U of M to Debate New Florida Law Friday
The Cure Alliance wants to hear from you. Is “informed consent” enough for terminally ill patients to try experimental drugs? Advocates argue the FDA’s compassionate use process is slow and bureaucratic. Opponents hold that, despite its flaws, the process is necessary to protect patients from potentially unsafe and ineffective drugs, and from the “therapeutic misconception,” or desperate patients’ view that any study is better than nothing. Hosted by Dr. Camilo Ricordi and Dr. Kenneth Goodman,the University of Miami discussion on pending Florida legislation will take place in the RSMB Auditorium at noon April 10, 2015.
Dr. Ricordi is Stacy Joy Goodman Professor of Surgery, Distinguished Professor of Medicine, Professor of Biomedical Engineering, Microbiology and Immunology, and Director of the Diabetes Research Institute and Cell Transplant Program. Dr. Goodman is Professor of Medicine and jointly of Philosophy, Director of the Miller School’s Bioethics Program, and Director of its World Health Organization Collaborating Center in Ethics and Global Health Policy.
Here is today’s news from Salt Lake City, Utah.
SALT LAKE CITY (ABC4 News) – A new law known as “Right to Try” gives terminally ill Utahans access to experimental drugs not yet approved by the FDA. More importantly, it gives them some measure of hope.
“OK, now everybody clap,” Governor Gary Herbert said after signing a ceremonial copy of House Bill 94 Wednesday afternoon at the State Capitol.
Representative Gage Froerer (R – Huntsville) was the bill’s sponsor. It releases doctors from potential liability if their patients opt for experimental treatments and eliminates much of the red tape that previously stood between patients and non-approved pharmaceuticals.

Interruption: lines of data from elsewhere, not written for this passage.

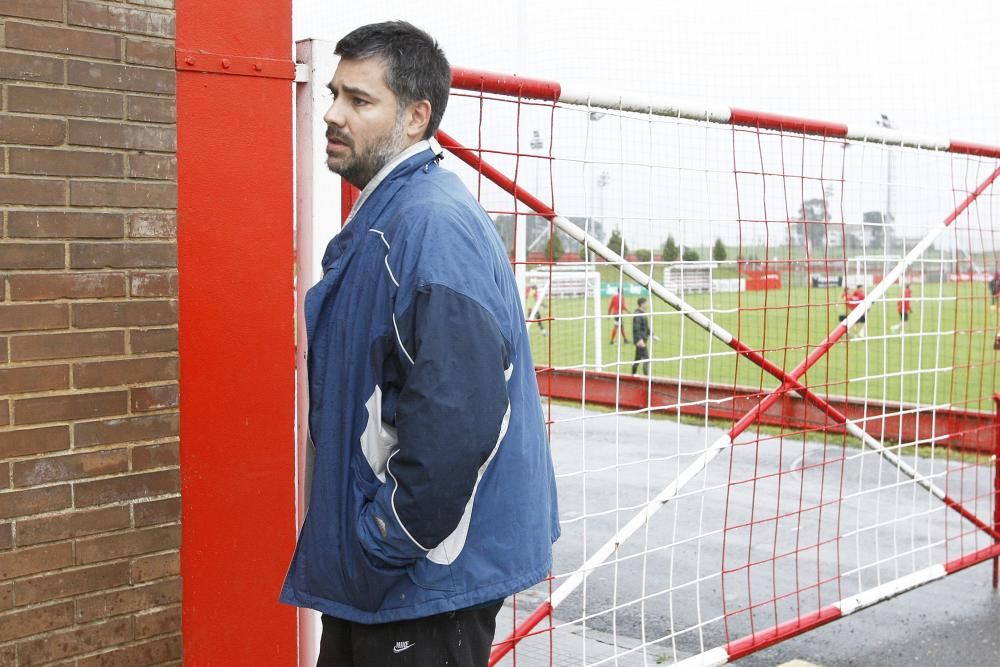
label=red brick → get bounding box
[14,562,129,606]
[10,332,125,361]
[14,449,128,486]
[69,181,177,208]
[0,542,73,581]
[7,148,125,177]
[130,386,179,412]
[0,364,70,396]
[69,118,177,153]
[74,412,179,447]
[132,551,181,584]
[66,60,175,95]
[0,303,69,331]
[71,243,177,269]
[7,86,124,120]
[128,211,177,239]
[0,51,66,83]
[0,484,73,519]
[126,153,177,181]
[76,577,181,624]
[5,21,122,60]
[135,605,181,639]
[7,272,125,301]
[0,426,69,458]
[15,505,129,548]
[128,0,174,9]
[76,636,183,667]
[129,271,178,298]
[129,328,177,354]
[0,176,66,206]
[125,38,174,69]
[75,465,181,506]
[0,0,63,21]
[17,617,132,667]
[0,115,66,146]
[76,523,181,564]
[125,94,177,123]
[67,0,174,37]
[14,391,128,424]
[73,357,177,388]
[0,601,73,642]
[132,440,181,470]
[73,301,177,329]
[0,244,66,270]
[7,210,125,239]
[133,496,181,528]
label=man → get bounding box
[632,296,649,376]
[281,22,559,667]
[892,284,913,331]
[608,289,628,345]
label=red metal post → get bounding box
[993,394,1000,589]
[177,0,298,667]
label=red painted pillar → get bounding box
[177,0,297,667]
[993,394,1000,589]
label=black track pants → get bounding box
[316,600,503,667]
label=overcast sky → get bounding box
[293,0,1000,252]
[294,0,1000,144]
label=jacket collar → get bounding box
[344,137,444,227]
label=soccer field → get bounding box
[530,283,1000,410]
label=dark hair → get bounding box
[333,21,451,139]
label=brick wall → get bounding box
[0,0,181,667]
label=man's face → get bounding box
[323,58,412,188]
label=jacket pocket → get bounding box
[339,494,406,612]
[406,558,456,593]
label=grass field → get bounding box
[530,283,1000,410]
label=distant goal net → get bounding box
[439,70,1000,665]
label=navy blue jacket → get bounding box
[281,142,559,623]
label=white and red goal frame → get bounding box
[438,65,1000,665]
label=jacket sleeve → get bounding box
[358,284,511,566]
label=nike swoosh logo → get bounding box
[392,642,416,653]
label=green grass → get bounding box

“This is really about the hope that these people should have as they try to save their lives,” Rep. Froerer told ABC4 News just before the signing.
Jonathan Johnson is the Chairman of Overstock.com and the head of Utah’s Right to Try Foundation. His late father once volunteered to test an experimental drug to treat his leukemia.
“He said ‘I don’t want to go through chemo again. I’m more than willing to try an experimental drug if it helps the drug companies and it might help me, it might not’,” Johnson recalled. “His doctor said ‘It’s too much work’. Well, the work wasn’t work for my father. It was the hundred hours of paperwork that the doctor had to do. The Right to Try law gets rid of that hundred hours of paperwork.”
Seven-year-old Bertrand Might suffers from an extremely rare and deadly genetic disorder which only about 30 kids worldwide are known to have. His mother Cristina says that’s too few to conduct a clinical trial on a medication that could save him.
“So we’ve been watching our kids die and get worse when we know that there’s a treatment that could potentially save their lives or at least stop the damage from accumulating,” Mrs. Might said. “It’s been heartbreaking and with the passage of this bill we’re hoping that other families don’t have to lose a loved one when they know there’s a drug or a device sitting on a shelf somewhere that could save their lives.”
Cristina acknowledges that it may be too late to save her son, known to his family as “Buddy” but she wants to make sure that no other family needlessly endures what hers has been through.
“It’s more than just a right to hope and in some cases, that’s the only thing that they have,” Mrs. Might said. “It’s just the right thing to do to give these families the option.”
Utah becomes the 13th state in the country to enact “Right to Try” legislation.
(corrections have been made to this ABC News post by The Cure Alliance.)